SOUTHINGTON, Conn — St. Paul’s Episcopal Church members gathered at the Southington church Saturday to pray for the victims and families of the Uvalde, Texas elementary school shooting last Tuesday that took the lives of 21 people.
21 church bells rang to start the service to honor the 19 students and two teachers killed. Each name was read followed by the ring of a handbell during the service Saturday.
“We are living in a time of trauma like humanity has never seen before,” Rev. Helena Martin said. “A gunman took two assault rifles and hundreds of rounds of ammunition into an elementary school. That sentence I just said is unfathomable.”
The reverends were wearing orange for Bishops United Against Gun Violence.
Rev. Martin said it’s almost becoming ordinary for these to occur and that is not what the Lord wants. She said praying can only do so much.
“Praying is something that we do to strengthen us for the actions that we take in the world,” she said. “I want people to take away that this is not part of God’s plan.”
Those in attendance said they felt the need to be here including Genifer Herman.
“Those are people and children and it’s over and over and over again and I reached my personal breaking point,” the Southington resident said. “We need some gun control laws. We need to address the ease of which our young people can get guns.”
Carol Langston said the news of shootings after shootings have become exhausting. She’s active with the Sandy Hook Promise and said more needs to be done.
“We can’t just throw our hands up and give up,” she said. “I just want to try to find a way to move forward in a positive way and try to make a change.”
The Southington resident referred to gun reform as well as mental health as areas that need to be addressed. She said the community has become more isolated.

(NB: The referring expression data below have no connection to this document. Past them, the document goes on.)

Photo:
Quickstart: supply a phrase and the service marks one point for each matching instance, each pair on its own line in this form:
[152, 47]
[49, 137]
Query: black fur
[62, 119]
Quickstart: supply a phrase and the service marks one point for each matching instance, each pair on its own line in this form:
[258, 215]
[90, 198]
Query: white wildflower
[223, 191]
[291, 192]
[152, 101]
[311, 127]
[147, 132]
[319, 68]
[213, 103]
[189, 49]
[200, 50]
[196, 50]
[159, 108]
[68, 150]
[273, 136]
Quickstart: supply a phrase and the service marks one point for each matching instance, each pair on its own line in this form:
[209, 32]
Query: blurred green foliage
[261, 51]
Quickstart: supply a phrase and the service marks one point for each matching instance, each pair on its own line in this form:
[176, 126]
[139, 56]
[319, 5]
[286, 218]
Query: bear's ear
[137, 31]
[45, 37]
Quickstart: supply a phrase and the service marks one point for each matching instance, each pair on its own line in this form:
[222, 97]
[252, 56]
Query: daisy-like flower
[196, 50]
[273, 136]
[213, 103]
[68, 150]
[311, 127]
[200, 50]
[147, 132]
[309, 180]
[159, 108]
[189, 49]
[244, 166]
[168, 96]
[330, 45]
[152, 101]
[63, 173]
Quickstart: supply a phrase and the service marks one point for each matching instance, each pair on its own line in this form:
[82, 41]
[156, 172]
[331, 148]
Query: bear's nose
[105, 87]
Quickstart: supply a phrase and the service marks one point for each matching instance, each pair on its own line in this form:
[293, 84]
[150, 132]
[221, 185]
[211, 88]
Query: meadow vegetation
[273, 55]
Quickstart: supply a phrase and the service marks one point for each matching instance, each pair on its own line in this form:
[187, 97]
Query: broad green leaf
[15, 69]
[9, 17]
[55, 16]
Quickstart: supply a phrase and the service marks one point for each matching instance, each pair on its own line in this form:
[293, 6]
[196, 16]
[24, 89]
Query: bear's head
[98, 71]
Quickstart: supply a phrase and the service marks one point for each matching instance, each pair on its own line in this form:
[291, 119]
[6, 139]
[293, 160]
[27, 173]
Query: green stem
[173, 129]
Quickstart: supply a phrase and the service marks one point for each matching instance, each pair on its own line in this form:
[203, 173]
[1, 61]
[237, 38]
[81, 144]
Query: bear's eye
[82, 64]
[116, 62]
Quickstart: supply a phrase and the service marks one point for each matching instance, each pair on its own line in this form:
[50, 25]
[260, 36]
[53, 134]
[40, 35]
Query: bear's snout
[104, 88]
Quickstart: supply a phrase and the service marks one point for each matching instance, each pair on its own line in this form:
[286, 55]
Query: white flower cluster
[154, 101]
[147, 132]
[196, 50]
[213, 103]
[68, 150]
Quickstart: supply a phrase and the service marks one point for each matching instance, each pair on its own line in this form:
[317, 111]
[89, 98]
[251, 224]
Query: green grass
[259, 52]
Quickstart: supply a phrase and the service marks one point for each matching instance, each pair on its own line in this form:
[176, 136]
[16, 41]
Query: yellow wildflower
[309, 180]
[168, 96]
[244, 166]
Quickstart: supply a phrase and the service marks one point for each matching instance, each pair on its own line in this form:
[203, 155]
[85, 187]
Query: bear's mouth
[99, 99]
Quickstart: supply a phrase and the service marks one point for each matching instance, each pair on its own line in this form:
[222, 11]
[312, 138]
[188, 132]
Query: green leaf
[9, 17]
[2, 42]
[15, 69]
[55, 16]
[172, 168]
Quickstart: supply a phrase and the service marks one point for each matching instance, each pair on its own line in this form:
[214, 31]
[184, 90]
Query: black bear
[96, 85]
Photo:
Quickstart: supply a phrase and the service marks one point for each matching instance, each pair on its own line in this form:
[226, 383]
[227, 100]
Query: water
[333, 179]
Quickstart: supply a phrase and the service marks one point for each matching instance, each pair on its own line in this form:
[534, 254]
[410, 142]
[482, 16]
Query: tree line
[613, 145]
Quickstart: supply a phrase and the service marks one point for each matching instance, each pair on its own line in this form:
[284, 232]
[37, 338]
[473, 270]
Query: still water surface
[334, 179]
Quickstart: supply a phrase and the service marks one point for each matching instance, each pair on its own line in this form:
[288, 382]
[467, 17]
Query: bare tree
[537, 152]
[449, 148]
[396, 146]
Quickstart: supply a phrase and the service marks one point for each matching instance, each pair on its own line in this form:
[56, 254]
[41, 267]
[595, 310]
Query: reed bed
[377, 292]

Rev. Martin said during her speech having guns seems to be more loved than children.
“It might break my heart except my heart is maybe too covered in scar tissue from all the times it’s been broken like this before,” she said.
Nearly a decade since the shooting at Sandy Hook Elementary in Newtown took the lives of 26 people, the reverend said it still remains a part of Connecticut.
Martin said there’s the option to pray and then act to make real change as praying is not enough and is not action.
Herman wants people to know the power they have and elect those who are supposed to represent what the public wants.